A conflict tracking tool that uses satellite systems to detect the location and intensity of war-related fires has shown no signs of The Economist, no significant slowdown in combat. Which proves that the probability of an imminent end to the war in Ukraine is very low. However, according to the British media, the course of the conflict seems to be reversing. The number of casualties on the Russian side remains extremely high, while the large-scale offensive planned for early spring in Ukraine appears to be at a standstill.

Russia continues to lose soldiers

According to our colleagues, for the first time since October 2023, Russia recorded modest but continuing territorial losses this year. They also estimate that as of May 12, 2026, between 280,000 and 518,000 Russian soldiers had been killed, for a total casualties (including wounded) of between 1.1 and 1.5 million. In other words, approximately 3% of the pre-war Russian male population of fighting age was killed or wounded.

To find these figures, The Economist relies on estimates from intelligence services, defense officials and independent researchers, as well as its conflict monitoring tool, which allows the daily number of deaths to be modeled based on the intensity of the fighting.

According to them, reliable estimates of Ukrainian losses remain too rare to allow comparable modeling.
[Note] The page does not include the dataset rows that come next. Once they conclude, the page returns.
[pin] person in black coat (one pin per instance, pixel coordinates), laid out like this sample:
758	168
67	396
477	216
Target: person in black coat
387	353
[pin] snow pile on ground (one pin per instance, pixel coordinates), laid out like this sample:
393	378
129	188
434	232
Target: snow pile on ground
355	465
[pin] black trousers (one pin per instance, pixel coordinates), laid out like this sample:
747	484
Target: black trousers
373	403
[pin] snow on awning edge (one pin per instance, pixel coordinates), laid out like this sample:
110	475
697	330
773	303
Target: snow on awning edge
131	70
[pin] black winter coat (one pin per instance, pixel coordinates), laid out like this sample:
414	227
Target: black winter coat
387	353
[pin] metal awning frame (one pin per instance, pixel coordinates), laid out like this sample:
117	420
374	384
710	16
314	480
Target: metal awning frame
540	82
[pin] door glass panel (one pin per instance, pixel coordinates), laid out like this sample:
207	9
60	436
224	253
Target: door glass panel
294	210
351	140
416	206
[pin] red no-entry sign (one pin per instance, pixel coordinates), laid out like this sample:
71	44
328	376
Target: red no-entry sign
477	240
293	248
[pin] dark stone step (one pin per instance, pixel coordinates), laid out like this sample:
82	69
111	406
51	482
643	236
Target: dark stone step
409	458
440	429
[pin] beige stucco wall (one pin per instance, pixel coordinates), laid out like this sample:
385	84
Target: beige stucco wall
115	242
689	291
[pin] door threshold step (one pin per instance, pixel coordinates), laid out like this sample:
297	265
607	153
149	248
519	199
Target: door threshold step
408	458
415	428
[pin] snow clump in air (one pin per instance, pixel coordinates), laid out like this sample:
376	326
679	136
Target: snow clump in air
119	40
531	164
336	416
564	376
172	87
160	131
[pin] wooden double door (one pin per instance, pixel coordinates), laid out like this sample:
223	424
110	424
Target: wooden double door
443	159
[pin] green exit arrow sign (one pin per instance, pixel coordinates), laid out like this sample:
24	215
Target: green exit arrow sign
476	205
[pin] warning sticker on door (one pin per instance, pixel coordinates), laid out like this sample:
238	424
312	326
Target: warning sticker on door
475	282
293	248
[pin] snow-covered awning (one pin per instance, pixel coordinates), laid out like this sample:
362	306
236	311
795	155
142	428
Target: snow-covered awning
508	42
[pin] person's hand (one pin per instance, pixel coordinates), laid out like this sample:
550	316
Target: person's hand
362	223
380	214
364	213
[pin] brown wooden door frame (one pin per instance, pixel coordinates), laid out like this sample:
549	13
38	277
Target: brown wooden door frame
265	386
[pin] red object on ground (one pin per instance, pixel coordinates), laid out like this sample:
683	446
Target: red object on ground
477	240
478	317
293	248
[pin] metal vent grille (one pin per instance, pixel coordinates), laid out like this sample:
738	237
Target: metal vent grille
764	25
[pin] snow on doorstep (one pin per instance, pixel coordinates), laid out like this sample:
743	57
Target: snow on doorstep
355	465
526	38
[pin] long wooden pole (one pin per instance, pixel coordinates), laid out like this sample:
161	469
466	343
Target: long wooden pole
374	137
However, an estimate from CSIS, a think tank, puts it at nearly 600,000 casualties by December, including 100,000 to 140,000 deaths, a higher proportion of Ukraine’s pre-war population than Russia’s.

Russia struggles to advance on the battlefield

In addition to losing many men in combat, Russia made very little progress on the front. Indeed, Ukrainian drones track Russian troops well beyond the front line, complicating any deployment without immediate exposure to enemy fire. The tracking tool used by The Economistwhich uses battlefield maps provided by the Institute for the Study of War (ISW), says Russian forces have conquered about 220 square kilometers this year, or just 0.04 percent of Ukraine’s territory.

At the same time, Ukraine began to regain ground, with a 30-day rolling average estimating about 189 square kilometers regained. Russia could, however, delay before a possible summer offensive, a scenario which could constitute a turning point in the conflict. The British media nevertheless specifies that mapping the battlefield became more and more difficult as it became dispersed.